After spending this past week at the combine, I now believe the salary cap for this year is going to come in at around $145 million per team. ESPN's current projections have the Giants with $22,617,930 in cap room if we assume a $145 million cap.
They're expected to release defensive end Mathias Kiwanuka, a move that would save $4.825 million in cap space. It also seems likely that they'll release center J.D. Walton, which would save another $3 million in cap space. So those two moves right there would bring the total back up to $15.425 million with Pierre-Paul in the fold. Add another $2.858 million they could save if they cut middle linebacker Jon Beason (who's almost certainly going to have to take a pay cut at the very least if he wants to stay), and things loosen up pretty well for the Giants with the cap shooting up again this year.

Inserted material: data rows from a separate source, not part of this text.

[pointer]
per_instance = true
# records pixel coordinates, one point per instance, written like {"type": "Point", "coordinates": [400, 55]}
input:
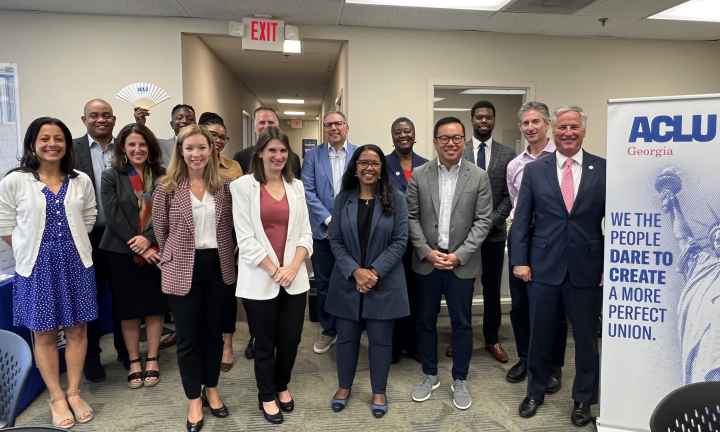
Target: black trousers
{"type": "Point", "coordinates": [198, 324]}
{"type": "Point", "coordinates": [458, 295]}
{"type": "Point", "coordinates": [493, 256]}
{"type": "Point", "coordinates": [580, 305]}
{"type": "Point", "coordinates": [102, 282]}
{"type": "Point", "coordinates": [380, 334]}
{"type": "Point", "coordinates": [323, 262]}
{"type": "Point", "coordinates": [404, 339]}
{"type": "Point", "coordinates": [277, 326]}
{"type": "Point", "coordinates": [229, 310]}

You'll notice we haven't discussed an Eli Manning extension, which remains a smart and likely thing for the Giants to do this offseason. The Giants could save about $11 million more in cap room with a Manning extension, and combined with these other moves that would enable them to do basically anything they wanted to do in free agency. But if they get to the point where they don't need to do a Manning extension just for the cap room, they could decide to let Manning play out the final year of his deal and work on a new deal next year. It's not as though he's going to give them a discount at this point, and they'd still be able to keep him off the market next year with either a new deal at that point or the franchise tag.
Basically, the Giants are in pretty good shape in terms of cap room this offseason, especially when you figure their biggest needs outside of Pierre-Paul aren't at very expensive positions. They'll look for either a right tackle or a guard, a safety or two, a couple of 4-3 outside linebackers and a change-of-pace running back. None of those positions are huge-money free-agent positions, and the Giants should be able to franchise Pierre-Paul and still address their needs without too much financial trouble.

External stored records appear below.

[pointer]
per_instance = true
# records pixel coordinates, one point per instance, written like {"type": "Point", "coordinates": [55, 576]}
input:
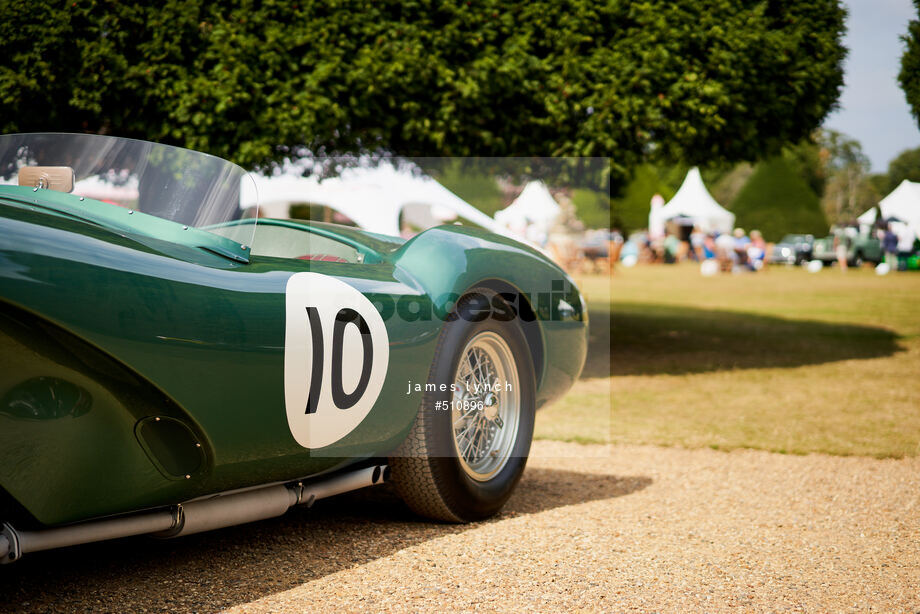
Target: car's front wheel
{"type": "Point", "coordinates": [469, 444]}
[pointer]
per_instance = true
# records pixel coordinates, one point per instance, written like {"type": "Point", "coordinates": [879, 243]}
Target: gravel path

They're still looking for David Wilson's replacement: The Giants' 2012 first-round pick had to retire last summer because of neck injuries, and the Giants this offseason are on the lookout for a speedy, home-run hitter running back who can complement Rashad Jennings and Andre Williams. "We've got some big bangers, and David was a fast, quick guy who could catch the ball out of the backfield," Reese said. "You lose a dynamic-type player, it stings a little bit. But it's football, and we'll try and replace that position."

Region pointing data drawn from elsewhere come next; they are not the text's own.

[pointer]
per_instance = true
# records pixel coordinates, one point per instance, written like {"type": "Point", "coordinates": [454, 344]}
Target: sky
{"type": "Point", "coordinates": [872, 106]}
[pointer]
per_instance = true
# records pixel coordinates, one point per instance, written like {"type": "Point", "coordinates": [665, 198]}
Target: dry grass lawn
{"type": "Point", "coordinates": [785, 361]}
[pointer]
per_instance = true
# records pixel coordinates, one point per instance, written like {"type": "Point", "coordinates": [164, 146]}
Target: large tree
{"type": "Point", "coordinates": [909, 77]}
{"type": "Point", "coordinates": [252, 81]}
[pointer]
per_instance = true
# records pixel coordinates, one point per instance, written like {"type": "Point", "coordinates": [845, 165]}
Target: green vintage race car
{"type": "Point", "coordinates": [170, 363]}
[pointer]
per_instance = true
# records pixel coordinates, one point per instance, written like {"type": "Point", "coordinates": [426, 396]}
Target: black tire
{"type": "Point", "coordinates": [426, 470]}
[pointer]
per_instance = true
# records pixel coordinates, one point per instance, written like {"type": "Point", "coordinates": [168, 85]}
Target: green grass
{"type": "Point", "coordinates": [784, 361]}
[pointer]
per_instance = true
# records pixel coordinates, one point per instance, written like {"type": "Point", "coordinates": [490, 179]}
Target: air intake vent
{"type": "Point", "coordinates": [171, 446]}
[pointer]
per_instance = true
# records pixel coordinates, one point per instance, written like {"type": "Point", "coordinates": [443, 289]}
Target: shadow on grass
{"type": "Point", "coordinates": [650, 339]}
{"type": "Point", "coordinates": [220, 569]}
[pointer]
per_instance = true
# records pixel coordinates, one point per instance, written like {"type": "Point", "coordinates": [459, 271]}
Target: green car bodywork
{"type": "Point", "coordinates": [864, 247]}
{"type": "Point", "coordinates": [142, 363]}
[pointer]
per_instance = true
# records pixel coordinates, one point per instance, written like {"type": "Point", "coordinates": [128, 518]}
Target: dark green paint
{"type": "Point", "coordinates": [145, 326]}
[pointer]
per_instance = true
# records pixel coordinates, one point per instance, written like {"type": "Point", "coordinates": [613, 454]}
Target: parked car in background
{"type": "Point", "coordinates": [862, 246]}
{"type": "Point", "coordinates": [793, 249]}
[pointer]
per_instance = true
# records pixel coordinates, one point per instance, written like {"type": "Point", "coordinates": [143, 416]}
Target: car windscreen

The Giants are assuming nothing with regard to Victor Cruz: Reese continues to say the team hopes for a full recovery by Cruz from the severe knee injury that ended his 2014 season in Week 6. But he repeated Saturday that, until they see Cruz on the field and running the way he used to, they can't assume that recovery will happen. Receiver remains a position at which Reese would hate to be caught short, and if concerns about Cruz linger in April and May, the Giants could use an early pick on a wideout.
Landon Collins is obsessed with Sean Taylor: The Alabama star, who is the top safety in this year's draft and a possible first-round pick for the Giants, said he watched Taylor's game film before every game, wears No. 26 because Taylor wore it in college, roots for Washington because that was Taylor's NFL team and cried when he heard the news of Taylor's death in 2007.